I do, however, value time away from screens. I’m in front of a screen all the time for work, for writing, for communicating, for getting the news, for discovering new music, for buying stuff, for playing chess, for looking up the weather and synonyms and hummus recipes and what day of the week my birthday is going to fall on next year (Monday? Gross!). Screens are ubiquitous and addictive, so it’s easy to default to using a screen if I have access to one. Switching to a smartphone would enable my worst instincts; using a flip phone keeps me grounded and alert as I roam planet Earth.
You might be asking, “But Zachary, how do you get by in life without a smartphone?” To which I say, it’s actually pretty easy. It’s also really easy to not try heroin if you’ve already never tried heroin. And like heroin, having a smartphone might feel good in the short term, but over time becomes a real drag on one’s emotional health.

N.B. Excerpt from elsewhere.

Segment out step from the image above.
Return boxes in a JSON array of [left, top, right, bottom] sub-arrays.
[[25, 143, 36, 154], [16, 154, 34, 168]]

That’s not to say I haven’t experienced a fair amount of hiccups being the only flip phone user I know. It can be annoying for me when everyone assumes I use a smartphone, but it’s also annoying for everyone else. If I need to scan a QR code to get the digital menu at a restaurant that’s gone “paperless,” I have to humbly ask for a paper one anyway (there usually is one). Flip phones also haven’t exactly mastered the functional art of group texting (a common phrase of mine is “Can we switch over to email?”). I’m told my flip phone will work in the Western Hemisphere, but not the Eastern Hemisphere, which is perfect if I want to visit the Panama Canal and not so perfect if I want to visit the Acropolis.
GPS is the big feature that some people tell me they wouldn’t know how to live without, and I admit it would come in handy more often than not. But I’ve been able to work around not having GPS my whole life by—get this—looking up directions on my laptop before leaving the house. Seems crazy, but it works every time.
I’m not trying to convince anyone to stop using their smartphone, but I’ve had a front-row seat to people’s evolving attitudes on smartphones versus flip phones, and from what I can tell, the honeymoon period is long gone. I’m sensing that some people are experiencing a tech-induced burnout and they want out. For anyone yearning to pivot back to a “dumb” phone despite a growing dependence on their “smart” device, just remember that it’s possible and it’s not that hard. If I can manage living without a smartphone, anyone can.